I am experimenting with the use of the ctypes package in Python. Currently attempting to pass a 3d NumPy array to a C function that takes a triple pointer as an argument and updates the values of the elements of the array. The C function is:
void effect_array(int ***ptr, int rows, int cols, int depth)
{
for(int i = 0; i < rows; i++)
{
for(int j = 0; j < cols; j++)
{
for(int k = 0; k < depth; k++)
{
ptr[i][j][k] *= 2;
}
}
}
}
Currently, I have tried:
import ctypes as ct
import numpy as np
arr = np.array([
[
[1, 2, 3, 4],
[5, 6, 7, 8],
[9, 10, 11, 12]
],
[
[13, 14, 15, 16],
[17, 18, 19, 20],
[21, 22, 23, 24]
]
])
arr_c = np.ascontiguousarray(arr)
lib = ct.CDLL("path/to/share_object.so")
_effect_array = lib.effect_array
_effect_array.argtypes = [ct.POINTER(ct.POINTER(ct.POINTER(ct.c_int))), ct.c_int, ct.c_int, ct.c_int]

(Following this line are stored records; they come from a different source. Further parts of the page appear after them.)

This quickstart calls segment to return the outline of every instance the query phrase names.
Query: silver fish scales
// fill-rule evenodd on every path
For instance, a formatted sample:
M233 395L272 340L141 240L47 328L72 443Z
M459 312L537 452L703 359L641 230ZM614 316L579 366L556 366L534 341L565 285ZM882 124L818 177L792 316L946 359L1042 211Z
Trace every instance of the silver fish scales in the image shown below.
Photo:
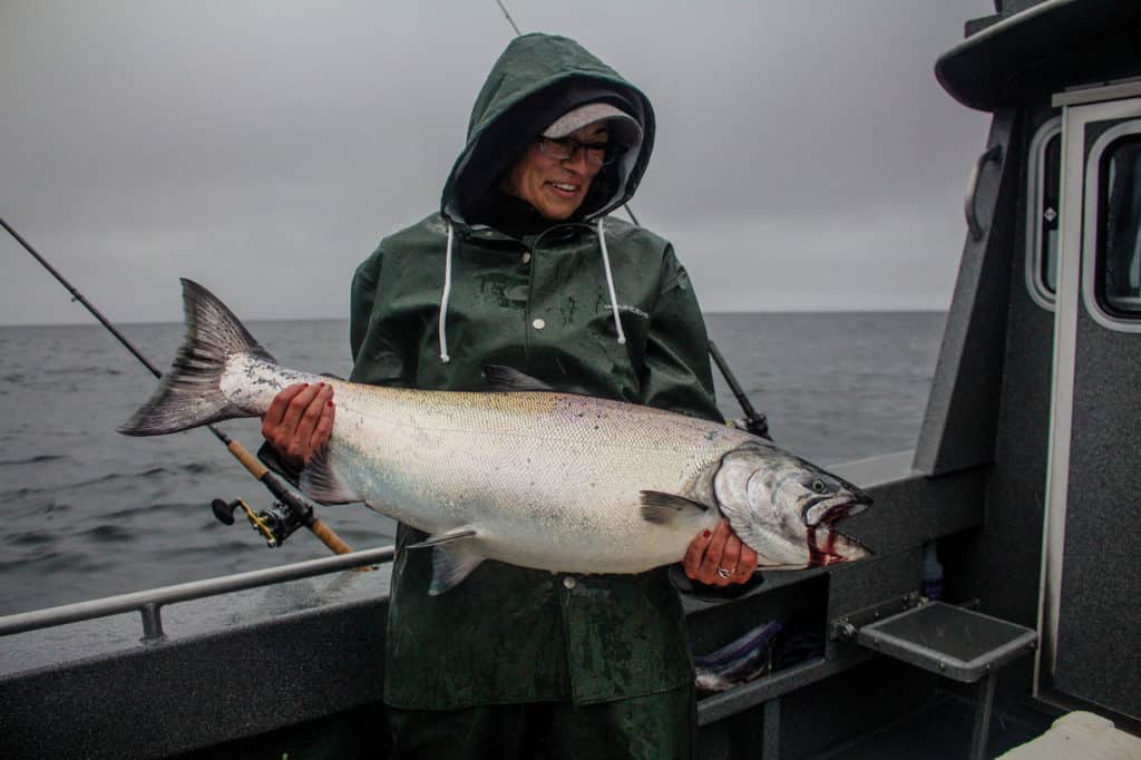
M868 556L835 529L871 502L855 485L742 430L558 393L487 367L487 393L410 390L282 367L201 285L183 281L187 335L155 395L120 428L162 435L262 414L296 382L333 386L329 444L300 486L424 531L431 593L484 559L639 573L682 558L727 518L769 569Z

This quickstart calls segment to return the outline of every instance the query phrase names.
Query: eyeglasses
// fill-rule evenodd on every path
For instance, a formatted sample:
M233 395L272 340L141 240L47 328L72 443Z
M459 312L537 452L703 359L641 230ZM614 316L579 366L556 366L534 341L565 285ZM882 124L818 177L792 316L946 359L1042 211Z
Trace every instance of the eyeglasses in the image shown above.
M613 163L620 153L618 146L609 143L583 143L573 137L555 139L553 137L540 136L539 138L539 149L548 159L556 161L570 161L577 155L578 148L586 152L586 163L592 163L596 167Z

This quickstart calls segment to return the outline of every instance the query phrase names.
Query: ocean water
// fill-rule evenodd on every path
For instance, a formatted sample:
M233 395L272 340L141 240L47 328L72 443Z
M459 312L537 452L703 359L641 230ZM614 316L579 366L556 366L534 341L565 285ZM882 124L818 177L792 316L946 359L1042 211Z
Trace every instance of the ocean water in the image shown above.
M778 444L818 464L915 445L945 315L712 314L710 337ZM347 375L345 321L251 322L288 366ZM179 324L126 325L159 367ZM306 531L269 549L210 502L269 494L208 431L128 438L115 427L149 397L149 372L98 325L0 328L0 614L327 556ZM741 417L718 378L727 417ZM251 451L256 420L220 426ZM318 514L354 548L391 542L359 506Z

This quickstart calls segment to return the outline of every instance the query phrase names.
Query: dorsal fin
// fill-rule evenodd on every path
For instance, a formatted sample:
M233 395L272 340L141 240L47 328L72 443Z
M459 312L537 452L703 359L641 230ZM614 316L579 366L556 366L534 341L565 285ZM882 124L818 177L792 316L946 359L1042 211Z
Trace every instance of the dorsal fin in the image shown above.
M525 374L502 364L487 364L484 366L484 377L487 379L487 387L491 390L518 393L523 390L545 390L552 391L549 385L542 380L536 380L529 374Z

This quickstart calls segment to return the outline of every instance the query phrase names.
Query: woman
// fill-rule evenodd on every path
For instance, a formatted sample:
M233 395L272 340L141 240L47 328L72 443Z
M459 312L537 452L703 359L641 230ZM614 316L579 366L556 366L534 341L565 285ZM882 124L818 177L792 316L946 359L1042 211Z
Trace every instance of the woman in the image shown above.
M646 96L574 41L512 41L476 99L440 212L386 237L356 272L350 379L476 390L500 364L720 421L685 268L670 243L606 216L633 195L654 132ZM299 466L334 414L327 387L294 386L262 431ZM397 547L422 539L402 525ZM683 566L727 585L747 581L756 556L722 524L694 539ZM430 552L398 552L385 664L397 757L693 754L693 665L664 568L555 576L486 561L436 597L430 579Z

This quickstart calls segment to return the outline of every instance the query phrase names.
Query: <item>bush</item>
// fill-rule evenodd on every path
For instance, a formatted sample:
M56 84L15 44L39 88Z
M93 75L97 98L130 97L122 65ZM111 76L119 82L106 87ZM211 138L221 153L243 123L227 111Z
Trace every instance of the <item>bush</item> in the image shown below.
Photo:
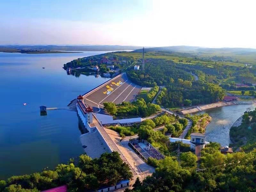
M148 164L154 167L156 167L158 164L158 161L156 159L149 157L148 159Z

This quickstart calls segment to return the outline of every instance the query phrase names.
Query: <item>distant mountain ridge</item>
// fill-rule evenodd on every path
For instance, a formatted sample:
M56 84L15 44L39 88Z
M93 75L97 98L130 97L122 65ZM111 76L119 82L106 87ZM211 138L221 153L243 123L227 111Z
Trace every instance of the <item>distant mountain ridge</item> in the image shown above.
M186 52L193 53L203 52L205 53L235 53L243 54L247 52L256 52L256 49L251 48L208 48L193 46L184 45L178 46L169 46L145 48L147 52L169 51L174 52ZM137 49L133 51L135 52L142 52L142 49Z
M0 48L9 49L23 50L37 50L39 51L123 51L135 50L141 47L122 45L0 45Z

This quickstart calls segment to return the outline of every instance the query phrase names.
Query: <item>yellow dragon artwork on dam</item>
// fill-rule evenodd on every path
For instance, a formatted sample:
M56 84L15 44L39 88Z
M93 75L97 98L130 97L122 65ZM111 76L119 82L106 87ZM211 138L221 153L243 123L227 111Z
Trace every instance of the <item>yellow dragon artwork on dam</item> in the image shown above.
M116 83L115 83L114 82L112 82L111 83L112 83L112 84L113 84L114 85L116 85L117 87L118 87L119 85L121 85L121 84L123 84L123 82L122 81L118 81L118 82L117 82Z
M114 90L113 88L108 85L107 85L106 87L107 88L107 91L103 92L103 93L104 94L109 95L110 94L110 93Z
M122 84L123 84L123 82L121 81L119 81L116 83L115 83L114 82L112 82L111 83L114 85L115 85L118 87ZM110 85L111 86L112 86L112 85L111 84ZM104 94L109 95L111 93L111 92L113 91L113 90L114 90L113 88L110 86L108 85L106 86L106 87L107 88L107 91L103 92L103 93Z

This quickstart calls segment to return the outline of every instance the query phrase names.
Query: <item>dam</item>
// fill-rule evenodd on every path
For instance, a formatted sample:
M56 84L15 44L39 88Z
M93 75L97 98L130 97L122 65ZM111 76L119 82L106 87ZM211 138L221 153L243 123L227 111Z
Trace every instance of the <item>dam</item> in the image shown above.
M132 83L123 73L79 95L68 105L72 109L75 107L84 126L86 132L80 136L80 140L86 154L93 158L100 157L104 153L116 151L123 161L129 165L133 175L141 174L141 172L135 170L134 165L132 165L126 158L95 114L103 110L102 104L105 102L119 104L124 101L132 101L141 89L141 87Z

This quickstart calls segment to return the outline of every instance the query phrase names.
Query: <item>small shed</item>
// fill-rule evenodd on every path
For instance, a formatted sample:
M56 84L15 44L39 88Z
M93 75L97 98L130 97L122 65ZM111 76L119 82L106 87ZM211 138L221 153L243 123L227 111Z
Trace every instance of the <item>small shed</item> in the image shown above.
M128 187L130 184L129 180L124 180L119 181L116 185L109 187L102 187L97 190L98 192L107 192L109 191L115 191L121 188L126 188Z
M40 112L46 112L46 106L42 105L40 106Z
M228 146L221 147L220 152L223 154L232 153L233 152L233 149L231 147L228 147Z
M195 150L196 146L199 145L200 148L204 148L205 144L205 135L200 133L192 133L190 135L190 148Z

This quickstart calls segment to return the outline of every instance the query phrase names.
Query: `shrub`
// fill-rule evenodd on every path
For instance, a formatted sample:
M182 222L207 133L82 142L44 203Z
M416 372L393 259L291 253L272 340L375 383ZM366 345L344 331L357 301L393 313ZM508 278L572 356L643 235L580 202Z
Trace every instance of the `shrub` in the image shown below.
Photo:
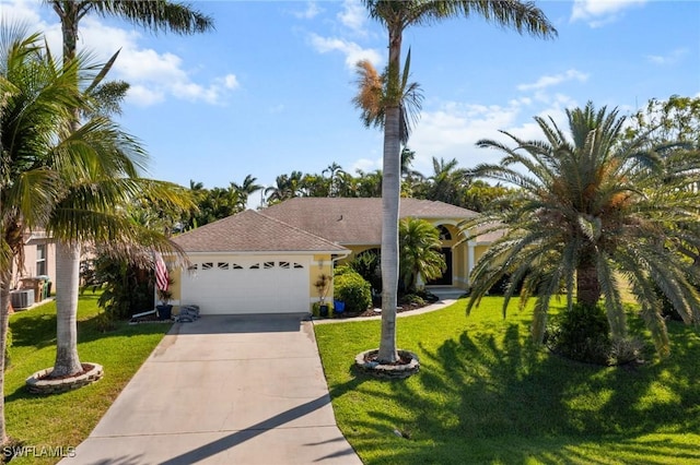
M348 269L340 275L336 274L334 298L346 303L346 311L362 312L372 303L370 283Z
M598 306L574 303L547 329L547 346L572 360L608 365L610 326Z
M375 293L382 291L382 270L381 262L382 258L378 252L373 250L366 250L360 254L358 254L353 260L348 262L348 266L350 266L355 272L360 273L370 286L372 286L372 290Z

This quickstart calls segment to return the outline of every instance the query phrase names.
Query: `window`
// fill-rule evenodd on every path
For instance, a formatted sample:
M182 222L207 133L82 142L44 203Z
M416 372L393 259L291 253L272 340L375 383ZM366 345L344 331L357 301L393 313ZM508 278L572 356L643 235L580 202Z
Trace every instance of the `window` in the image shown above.
M48 274L46 266L46 245L39 243L36 246L36 275L45 276Z

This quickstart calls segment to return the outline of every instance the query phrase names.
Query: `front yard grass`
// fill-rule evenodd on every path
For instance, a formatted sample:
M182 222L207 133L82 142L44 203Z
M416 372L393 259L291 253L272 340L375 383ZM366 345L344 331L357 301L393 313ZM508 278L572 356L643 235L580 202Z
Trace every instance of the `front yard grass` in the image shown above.
M596 367L537 349L532 312L514 302L503 320L501 306L398 319L398 347L421 361L401 381L352 369L378 346L378 321L315 327L338 425L364 463L700 463L697 327L668 322L666 359L650 349L641 366Z
M102 365L105 374L96 383L65 394L39 396L30 394L24 386L32 373L54 366L56 303L47 302L10 318L13 342L4 395L8 434L12 439L39 452L56 448L66 452L78 446L171 327L118 322L115 331L103 333L97 324L97 298L90 293L80 298L78 354L82 362ZM15 457L12 464L51 464L59 460L46 455Z

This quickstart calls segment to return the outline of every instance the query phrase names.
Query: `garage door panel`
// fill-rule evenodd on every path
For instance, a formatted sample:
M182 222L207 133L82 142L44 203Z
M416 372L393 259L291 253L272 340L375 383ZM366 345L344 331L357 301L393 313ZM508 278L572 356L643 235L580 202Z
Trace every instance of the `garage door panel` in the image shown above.
M183 303L203 314L308 311L310 258L195 261L183 276Z

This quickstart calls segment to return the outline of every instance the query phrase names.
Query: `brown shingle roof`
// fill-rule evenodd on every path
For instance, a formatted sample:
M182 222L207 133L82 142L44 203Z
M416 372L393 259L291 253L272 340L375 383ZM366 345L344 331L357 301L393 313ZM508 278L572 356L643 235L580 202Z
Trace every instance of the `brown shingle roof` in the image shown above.
M323 237L247 210L173 239L186 252L347 252Z
M382 241L382 199L294 198L262 210L265 215L341 245ZM399 216L466 219L476 212L419 199L401 199Z

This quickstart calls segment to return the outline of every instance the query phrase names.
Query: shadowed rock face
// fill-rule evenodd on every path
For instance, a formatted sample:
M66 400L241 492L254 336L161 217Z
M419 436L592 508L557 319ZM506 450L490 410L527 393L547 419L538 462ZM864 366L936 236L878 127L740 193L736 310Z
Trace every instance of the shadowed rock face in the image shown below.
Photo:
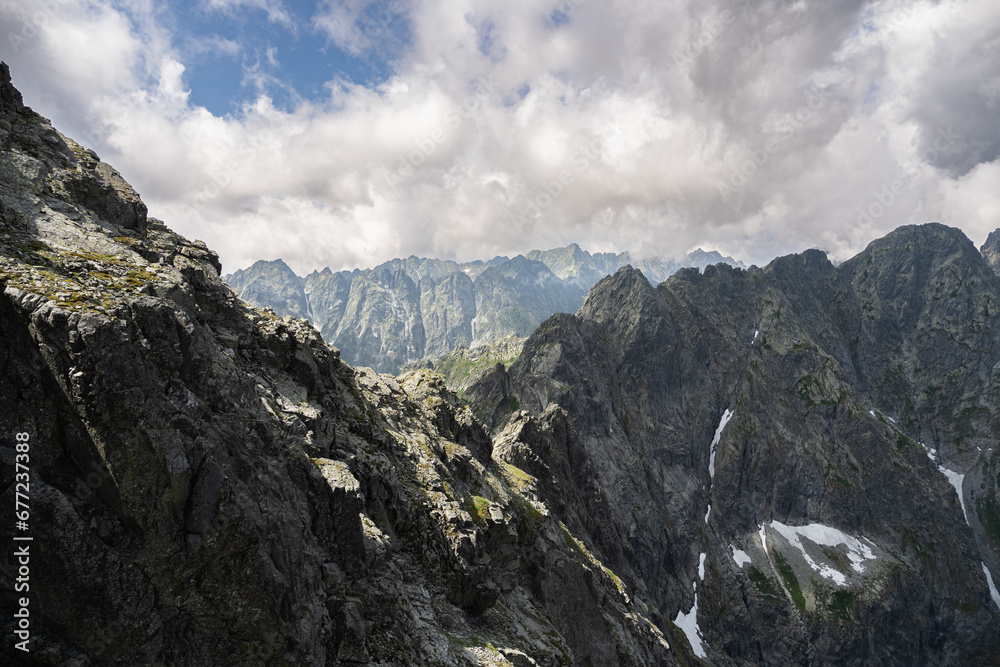
M0 460L30 468L32 664L685 659L440 376L352 369L242 303L0 74ZM361 293L416 303L383 273Z
M993 664L987 254L930 224L839 267L809 251L655 288L622 269L466 398L507 420L495 455L545 480L548 505L711 661ZM496 410L511 400L524 412Z
M980 252L983 253L986 262L993 267L993 271L1000 275L1000 229L989 235Z

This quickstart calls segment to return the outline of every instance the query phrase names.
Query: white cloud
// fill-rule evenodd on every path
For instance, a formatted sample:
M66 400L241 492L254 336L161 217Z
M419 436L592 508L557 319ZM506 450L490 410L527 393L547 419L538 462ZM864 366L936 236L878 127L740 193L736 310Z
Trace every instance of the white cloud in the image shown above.
M1000 226L991 0L323 3L313 28L393 75L225 118L156 11L58 6L15 83L227 270L573 241L842 259L900 224ZM29 14L0 9L3 34Z

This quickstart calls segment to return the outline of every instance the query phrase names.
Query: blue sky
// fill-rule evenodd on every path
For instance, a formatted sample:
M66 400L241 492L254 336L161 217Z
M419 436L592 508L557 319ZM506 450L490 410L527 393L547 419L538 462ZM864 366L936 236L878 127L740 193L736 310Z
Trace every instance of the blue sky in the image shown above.
M364 12L359 25L391 34L391 43L405 43L405 21L384 13L387 3L382 4ZM313 24L321 10L310 2L284 4L278 16L266 6L226 8L204 0L164 5L180 45L202 45L189 48L185 60L191 103L224 116L238 114L244 104L265 94L276 106L291 110L302 99L325 99L334 80L369 87L384 82L394 54L341 49Z
M25 101L227 271L981 243L998 37L995 0L0 4Z

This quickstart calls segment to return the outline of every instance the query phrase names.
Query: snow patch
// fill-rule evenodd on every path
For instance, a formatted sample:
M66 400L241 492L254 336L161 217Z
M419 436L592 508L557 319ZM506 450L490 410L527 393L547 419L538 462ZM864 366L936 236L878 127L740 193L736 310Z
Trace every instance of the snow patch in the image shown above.
M814 561L812 557L806 553L805 546L802 544L802 538L824 547L836 547L840 544L846 545L847 558L851 561L851 569L855 572L864 572L864 562L866 560L875 560L875 553L868 548L868 545L861 542L861 540L856 537L851 537L836 528L824 526L821 523L812 523L808 526L793 527L786 526L779 521L772 521L770 526L772 529L780 533L782 537L788 540L789 544L802 553L802 556L806 563L808 563L809 567L818 572L821 577L826 577L839 586L843 586L847 583L847 577L845 577L842 572L835 570L829 565Z
M694 606L691 607L691 611L688 613L683 613L680 610L677 611L677 618L674 619L674 625L680 628L684 635L688 638L691 643L691 650L699 658L707 658L708 653L705 652L705 644L701 639L701 628L698 627L698 594L694 594Z
M920 446L924 448L925 452L927 452L927 458L929 458L934 463L937 463L938 471L942 475L947 477L948 482L950 482L951 485L955 487L955 493L958 494L958 502L962 506L962 515L965 517L965 523L968 524L969 512L968 510L965 509L965 496L962 495L962 485L965 483L965 475L960 475L954 470L949 470L948 468L945 468L943 465L941 465L941 463L938 461L938 454L936 449L931 449L922 442L920 443Z
M986 574L986 583L990 585L990 597L993 598L993 602L1000 609L1000 592L997 591L997 585L993 583L993 575L990 574L990 569L986 567L986 563L983 563L983 572Z
M954 470L948 470L942 465L938 466L938 470L944 473L944 476L948 478L951 485L955 487L955 493L958 494L958 502L962 505L962 515L965 517L965 523L968 524L969 513L965 510L965 498L962 496L962 483L965 481L965 475L959 475Z
M715 429L715 437L712 438L712 453L708 457L708 476L715 479L715 449L719 446L719 441L722 440L722 432L726 430L726 424L729 420L733 418L733 411L726 410L722 413L722 419L719 420L719 428Z

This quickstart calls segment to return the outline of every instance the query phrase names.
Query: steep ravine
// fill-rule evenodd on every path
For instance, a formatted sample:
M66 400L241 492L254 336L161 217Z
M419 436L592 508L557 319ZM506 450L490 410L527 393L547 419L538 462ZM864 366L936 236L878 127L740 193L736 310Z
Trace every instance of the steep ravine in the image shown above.
M27 433L33 538L5 664L684 661L438 376L246 307L6 65L0 105L2 497Z
M1000 664L989 260L931 224L838 267L622 269L465 396L713 663Z

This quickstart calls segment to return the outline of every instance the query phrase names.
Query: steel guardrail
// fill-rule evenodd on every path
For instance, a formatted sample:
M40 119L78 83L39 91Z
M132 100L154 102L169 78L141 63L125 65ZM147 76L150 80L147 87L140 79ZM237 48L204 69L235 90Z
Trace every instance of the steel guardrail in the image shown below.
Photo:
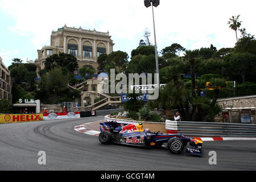
M184 135L200 136L256 136L256 125L174 121L166 120L166 129Z

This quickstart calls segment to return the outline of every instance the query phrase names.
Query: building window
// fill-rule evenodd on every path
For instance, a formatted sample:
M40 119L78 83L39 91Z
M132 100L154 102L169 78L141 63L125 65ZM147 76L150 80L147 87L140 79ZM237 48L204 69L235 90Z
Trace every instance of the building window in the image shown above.
M46 55L47 56L52 55L52 50L51 50L51 49L46 50Z
M106 48L105 47L97 47L97 57L98 57L102 53L106 53Z
M68 53L72 54L73 56L77 57L77 44L68 44Z
M82 57L92 57L92 47L82 46Z

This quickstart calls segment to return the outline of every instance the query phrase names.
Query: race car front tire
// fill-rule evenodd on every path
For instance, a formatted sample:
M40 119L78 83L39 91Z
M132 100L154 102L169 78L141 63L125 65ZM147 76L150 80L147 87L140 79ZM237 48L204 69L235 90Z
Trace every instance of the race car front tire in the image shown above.
M178 138L170 139L167 143L168 148L172 153L180 153L184 148L183 142Z
M112 140L112 134L109 131L101 132L98 135L98 139L102 144L110 143Z

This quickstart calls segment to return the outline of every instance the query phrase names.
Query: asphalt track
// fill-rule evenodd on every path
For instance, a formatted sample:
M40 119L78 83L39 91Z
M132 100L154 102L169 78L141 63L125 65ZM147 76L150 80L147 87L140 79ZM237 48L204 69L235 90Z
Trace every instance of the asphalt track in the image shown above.
M73 127L103 117L0 125L0 170L255 170L256 141L205 142L201 157L185 151L103 145ZM39 165L38 152L46 154ZM217 164L209 164L209 152Z

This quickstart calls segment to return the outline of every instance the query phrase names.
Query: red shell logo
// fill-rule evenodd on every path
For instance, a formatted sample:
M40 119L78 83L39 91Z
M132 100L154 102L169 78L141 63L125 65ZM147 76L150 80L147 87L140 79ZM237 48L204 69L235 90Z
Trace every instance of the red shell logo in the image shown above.
M10 122L10 120L11 120L11 116L9 114L6 114L3 117L3 119L5 122Z

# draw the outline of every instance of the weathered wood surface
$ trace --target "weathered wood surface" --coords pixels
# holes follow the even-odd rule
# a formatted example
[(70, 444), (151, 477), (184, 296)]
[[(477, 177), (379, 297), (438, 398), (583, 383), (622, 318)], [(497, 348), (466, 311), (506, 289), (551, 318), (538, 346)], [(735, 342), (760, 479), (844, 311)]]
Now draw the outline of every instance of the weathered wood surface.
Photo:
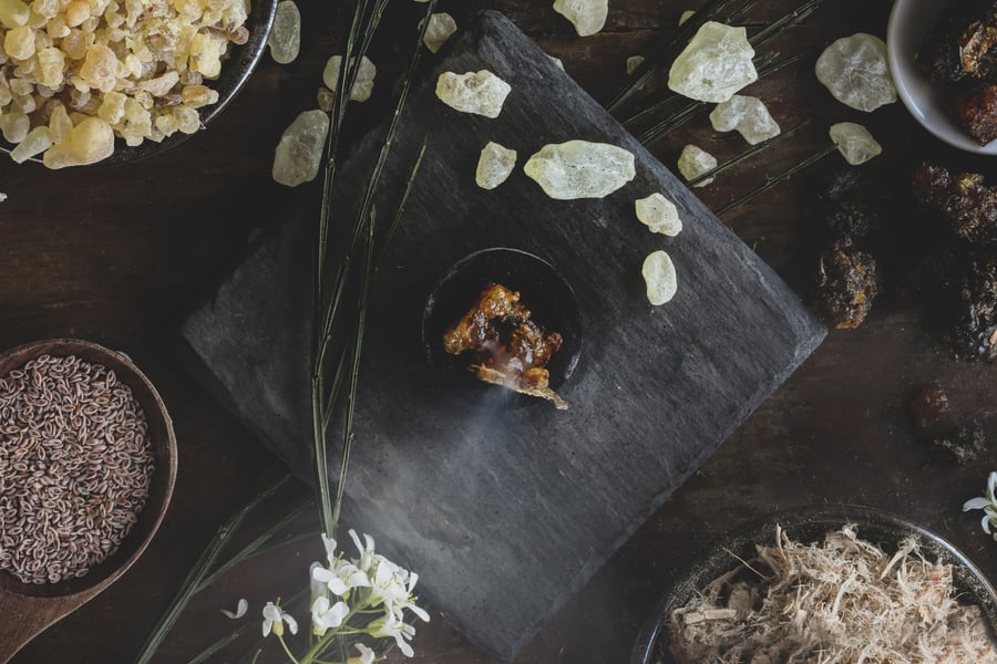
[[(337, 48), (332, 35), (345, 24), (330, 4), (301, 3), (309, 20), (297, 63), (265, 61), (209, 131), (154, 160), (61, 173), (0, 160), (0, 191), (10, 197), (0, 203), (0, 345), (73, 335), (127, 351), (174, 416), (181, 459), (171, 512), (146, 553), (100, 598), (30, 644), (16, 664), (60, 661), (70, 653), (80, 662), (131, 662), (212, 533), (258, 489), (273, 460), (179, 366), (172, 341), (183, 312), (244, 258), (255, 231), (275, 228), (292, 209), (294, 196), (269, 181), (271, 147), (284, 126), (314, 105), (325, 60)], [(467, 4), (444, 1), (441, 7), (460, 17)], [(562, 58), (597, 98), (616, 87), (626, 58), (648, 52), (687, 9), (671, 0), (611, 0), (607, 29), (578, 39), (548, 2), (486, 4), (505, 11)], [(793, 4), (760, 2), (752, 18), (778, 15)], [(914, 158), (937, 149), (900, 105), (861, 114), (834, 102), (813, 79), (821, 48), (856, 31), (883, 35), (888, 9), (887, 2), (826, 2), (805, 25), (773, 42), (803, 60), (758, 83), (752, 94), (765, 100), (783, 126), (804, 116), (814, 122), (764, 158), (697, 189), (708, 207), (718, 209), (767, 174), (825, 145), (831, 122), (867, 124), (887, 151), (871, 164), (881, 172), (908, 170)], [(409, 33), (408, 18), (400, 34)], [(408, 44), (390, 42), (386, 38), (379, 48)], [(670, 165), (685, 143), (721, 157), (743, 146), (737, 136), (713, 134), (700, 118), (651, 152)], [(798, 292), (810, 283), (813, 266), (812, 176), (832, 166), (829, 157), (813, 173), (724, 217)], [(916, 387), (938, 383), (948, 391), (954, 418), (977, 417), (993, 437), (993, 367), (950, 359), (925, 331), (923, 314), (916, 298), (887, 294), (863, 328), (833, 331), (565, 604), (516, 663), (626, 661), (656, 599), (698, 551), (732, 528), (794, 505), (852, 501), (894, 511), (933, 528), (991, 578), (997, 574), (997, 547), (974, 515), (960, 511), (964, 500), (983, 490), (993, 454), (958, 469), (929, 464), (924, 435), (914, 429), (906, 408)], [(197, 598), (158, 661), (187, 661), (232, 629), (218, 608), (233, 606), (239, 596), (258, 608), (289, 594), (304, 581), (307, 563), (320, 556), (315, 546), (236, 571)], [(113, 627), (125, 624), (127, 630)], [(415, 663), (493, 662), (440, 614), (420, 626), (415, 645)], [(266, 661), (279, 658), (271, 653)]]

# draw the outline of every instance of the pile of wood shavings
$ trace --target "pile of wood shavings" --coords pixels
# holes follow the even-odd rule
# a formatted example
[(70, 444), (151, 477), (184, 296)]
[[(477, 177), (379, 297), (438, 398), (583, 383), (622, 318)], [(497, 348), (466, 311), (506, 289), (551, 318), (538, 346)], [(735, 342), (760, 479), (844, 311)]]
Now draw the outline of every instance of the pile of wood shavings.
[(670, 650), (679, 664), (997, 663), (979, 608), (955, 595), (952, 566), (913, 539), (890, 557), (854, 526), (823, 546), (777, 528), (774, 547), (672, 611)]

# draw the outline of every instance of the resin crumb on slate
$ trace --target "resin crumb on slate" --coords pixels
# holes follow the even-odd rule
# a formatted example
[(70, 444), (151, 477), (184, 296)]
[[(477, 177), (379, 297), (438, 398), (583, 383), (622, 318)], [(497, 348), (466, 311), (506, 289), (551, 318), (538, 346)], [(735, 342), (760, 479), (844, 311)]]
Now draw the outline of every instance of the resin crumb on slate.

_effect_array.restype = None
rows, cols, depth = arr.shape
t_ptr = (ct.POINTER(ct.POINTER(ct.c_int)) * rows)()
for i in range(rows):
t_ptr[i] = (ct.POINTER(ct.c_int) * cols)()
for j in range(cols):
t_ptr[i][j] = arr_c[i][j].ctypes.data_as(ct.POINTER(ct.c_int))
print("Original array =")
print(arr_c)
print()
_effect_array(t_ptr, rows, cols, depth)
print("Array after pass to function =")
print(arr_c)
This has resulted in an output of:
Original array =
[[[ 1 2 3 4]
[ 5 6 7 8]
[ 9 10 11 12]]
[[13 14 15 16]
[17 18 19 20]
[21 22 23 24]]]
Array after pass to function =
[[[ 2 4 3 4]
[10 12 7 8]
[18 20 11 12]]
[[26 28 15 16]
[34 36 19 20]
[42 44 23 24]]]
What I would like to happen would be:
Original array =
[[[ 1 2 3 4]
[ 5 6 7 8]
[ 9 10 11 12]]
[[13 14 15 16]
[17 18 19 20]
[21 22 23 24]]]
Array after pass to function =
[[[ 2 4 6 8]
[10 12 14 16]
[18 20 22 24]]
[[26 28 30 32]
[34 36 38 40]
[42 44 46 48]]]
I am not sure why the C function is not able to access the elements beyond the first two in a row. My understanding is that my current attempt is provided access to the start of the array and that it should be able to iterate through the rest of the array as can be done in this C example:
#include <stdio.h>
#include <stdlib.h>
void effect_array(int ***ptr, int rows, int cols, int depth)
{
for(int i = 0; i < rows; i++)
{
for(int j = 0; j < cols; j++)
{
for(int k = 0; k < depth; k++)
{
ptr[i][j][k] *= 2;
}
}
}
}
int main()
{
int arr[2][2][2] = {
{
{1,2},
{3,4}
},
{
{5,6},
{7,8}
}
};
int arr2[5];
int *p = arr2;
int ***ptr = (int ***)malloc(2 * sizeof(int **));
for(int i = 0; i < 2; i++)
{
ptr[i] = (int **)malloc(2 * sizeof(int *));
for(int j = 0; j < 2; j++)
{
ptr[i][j] = &arr[i][j][0];
}
}
printf("Print array before:\n");
for(int i = 0; i < 2; i++)
{
for(int j = 0; j < 2; j++)
{
for(int k = 0; k < 2; k++)
{
printf("%d ", arr[i][j][k]);
}
printf("\n");
}
printf("\n");
}
effect_array(ptr, 2, 2, 2);
printf("Print array after:\n");
for(int i = 0; i < 2; i++)
{
for(int j = 0; j < 2; j++)
{
for(int k = 0; k < 2; k++)
{
printf("%d ", arr[i][j][k]);
}
printf("\n");
}
printf("\n");
}
for(int i = 0; i < 2; i++) free(ptr[i]);
free(ptr);
return 0;
}
This is also based off the discussion on a previous question I asked, credit to @SR143 for the working C example.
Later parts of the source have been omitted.